May–June 1898 government run by Emilio Aguinaldo

The Dictatorial Government of the Philippines (Gobierno Dictatorial de Filipinas) was an insurgent government in the Spanish East Indies inaugurated during the Spanish–American War by Emilio Aguinaldo in a public address on May 24, 1898, on his return to the Philippines from exile in Hong Kong, and formally established on June 18. The government was officially a dictatorship with Aguinaldo formally holding the title of "Dictator". The government was succeeded by a revolutionary government which was established by Aguinaldo on June 23.
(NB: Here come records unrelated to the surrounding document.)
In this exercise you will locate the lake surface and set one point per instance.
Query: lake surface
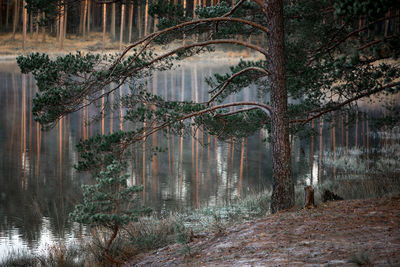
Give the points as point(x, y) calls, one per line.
point(39, 185)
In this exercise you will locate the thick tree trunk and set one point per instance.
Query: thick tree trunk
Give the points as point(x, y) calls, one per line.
point(112, 30)
point(283, 188)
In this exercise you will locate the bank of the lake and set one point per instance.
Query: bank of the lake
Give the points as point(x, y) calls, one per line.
point(343, 233)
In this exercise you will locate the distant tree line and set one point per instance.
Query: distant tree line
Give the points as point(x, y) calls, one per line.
point(119, 20)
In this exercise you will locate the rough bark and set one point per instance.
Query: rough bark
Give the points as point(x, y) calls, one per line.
point(308, 197)
point(283, 188)
point(25, 14)
point(16, 18)
point(130, 22)
point(121, 34)
point(104, 24)
point(84, 18)
point(61, 30)
point(112, 30)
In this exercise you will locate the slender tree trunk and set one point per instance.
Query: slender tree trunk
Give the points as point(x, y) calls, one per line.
point(25, 18)
point(130, 22)
point(65, 19)
point(139, 22)
point(104, 24)
point(81, 18)
point(112, 30)
point(321, 128)
point(84, 19)
point(37, 29)
point(62, 16)
point(43, 31)
point(30, 23)
point(89, 17)
point(16, 18)
point(283, 187)
point(7, 13)
point(146, 17)
point(1, 13)
point(312, 155)
point(121, 34)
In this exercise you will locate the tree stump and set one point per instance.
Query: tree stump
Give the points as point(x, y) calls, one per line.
point(308, 197)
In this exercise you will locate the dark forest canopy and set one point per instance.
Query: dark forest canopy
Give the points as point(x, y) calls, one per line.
point(323, 55)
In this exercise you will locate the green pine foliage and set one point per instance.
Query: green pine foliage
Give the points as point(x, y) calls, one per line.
point(110, 202)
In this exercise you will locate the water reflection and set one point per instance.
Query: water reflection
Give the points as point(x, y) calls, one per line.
point(39, 185)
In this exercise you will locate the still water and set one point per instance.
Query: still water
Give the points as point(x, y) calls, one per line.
point(39, 185)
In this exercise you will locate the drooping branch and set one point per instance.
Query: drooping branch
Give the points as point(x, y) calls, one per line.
point(339, 42)
point(228, 81)
point(237, 5)
point(179, 49)
point(375, 42)
point(338, 106)
point(236, 112)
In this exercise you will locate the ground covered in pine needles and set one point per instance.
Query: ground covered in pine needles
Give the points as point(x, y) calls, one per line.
point(341, 233)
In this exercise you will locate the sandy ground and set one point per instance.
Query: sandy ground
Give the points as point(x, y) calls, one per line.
point(329, 235)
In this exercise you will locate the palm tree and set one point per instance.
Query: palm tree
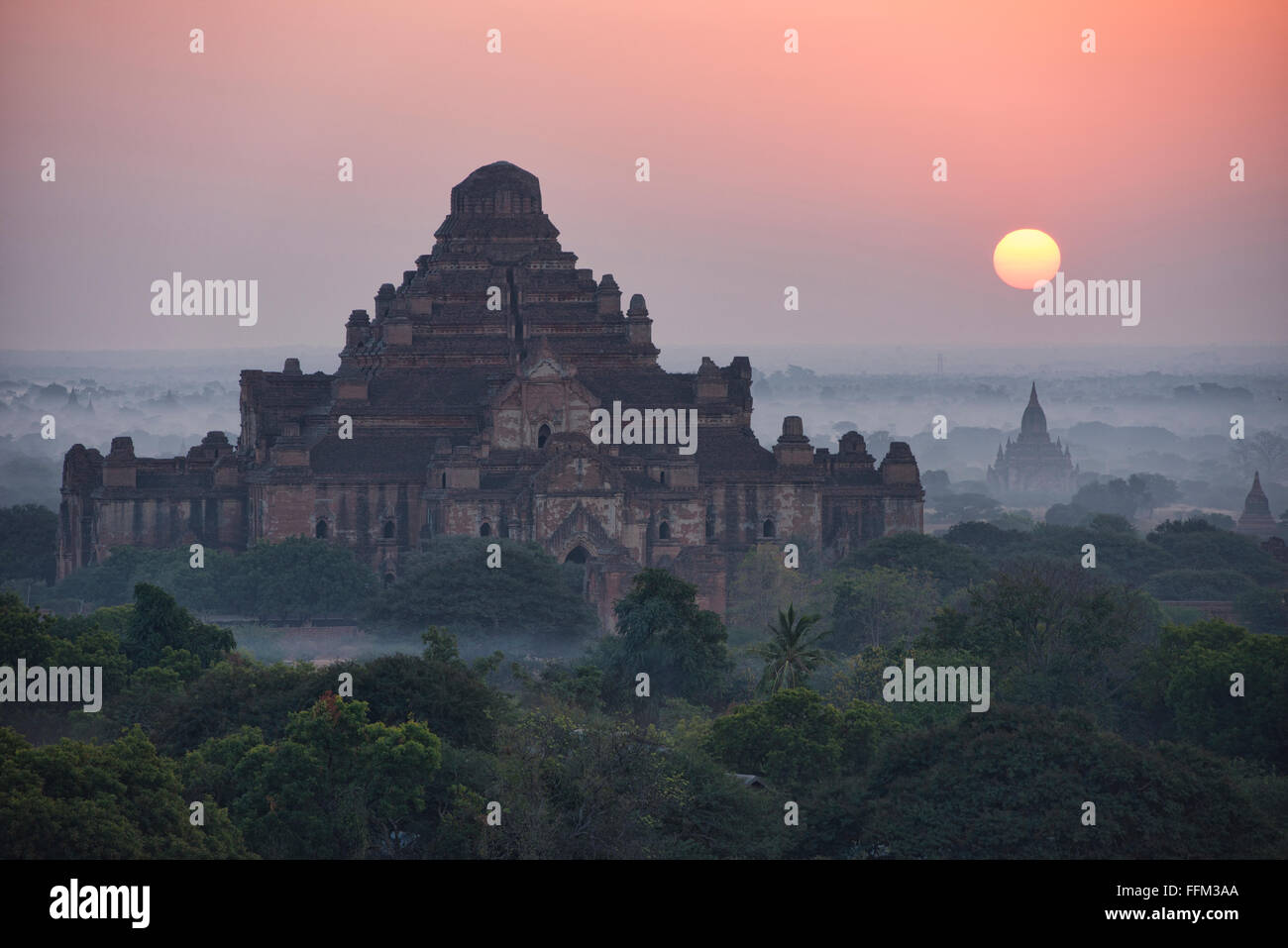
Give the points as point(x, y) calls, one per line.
point(791, 652)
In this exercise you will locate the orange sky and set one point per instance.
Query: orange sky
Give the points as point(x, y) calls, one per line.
point(768, 168)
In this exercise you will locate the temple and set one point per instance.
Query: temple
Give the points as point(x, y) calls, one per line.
point(1031, 463)
point(1256, 519)
point(462, 406)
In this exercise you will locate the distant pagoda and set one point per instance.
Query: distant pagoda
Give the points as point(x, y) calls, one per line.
point(1257, 520)
point(1031, 463)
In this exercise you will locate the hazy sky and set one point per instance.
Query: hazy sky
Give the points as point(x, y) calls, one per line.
point(768, 168)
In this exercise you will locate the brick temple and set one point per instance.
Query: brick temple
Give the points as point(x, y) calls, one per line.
point(468, 394)
point(1033, 463)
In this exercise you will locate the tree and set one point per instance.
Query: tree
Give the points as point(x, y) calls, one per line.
point(437, 687)
point(1067, 515)
point(1265, 453)
point(1012, 784)
point(159, 621)
point(29, 543)
point(794, 737)
point(952, 566)
point(760, 584)
point(966, 506)
point(793, 653)
point(450, 583)
point(121, 800)
point(1116, 496)
point(662, 631)
point(1052, 633)
point(1184, 686)
point(334, 788)
point(1262, 609)
point(1155, 489)
point(881, 605)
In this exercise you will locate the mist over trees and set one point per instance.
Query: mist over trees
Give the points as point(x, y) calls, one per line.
point(1102, 686)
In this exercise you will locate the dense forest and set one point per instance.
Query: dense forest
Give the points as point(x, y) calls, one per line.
point(761, 734)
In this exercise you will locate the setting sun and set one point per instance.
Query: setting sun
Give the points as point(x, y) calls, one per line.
point(1021, 258)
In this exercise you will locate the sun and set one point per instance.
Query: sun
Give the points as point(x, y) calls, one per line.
point(1021, 258)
In 1896, the Philippine Revolution began. In December 1897, the Spanish government and the revolutionaries signed a truce, the Pact of Biak-na-Bato, requiring that the Spanish pay the revolutionaries 800,000 pesos and that Aguinaldo and other leaders go into exile in Hong Kong. In April 1898, at the outbreak of the Spanish–American War, Commodore George Dewey aboard the U.S.S. Olympia sailed from Hong Kong to Manila Bay leading the Asiatic Squadron of the U.S. Navy. On May 1, 1898, the United States defeated the Spanish in the Battle of Manila Bay. Emilio Aguinaldo decided to return to the Philippines to help American forces defeat the Spaniards. The U.S. Navy agreed to transport him back aboard the USS McCulloch, and on May 19, he arrived in Cavite.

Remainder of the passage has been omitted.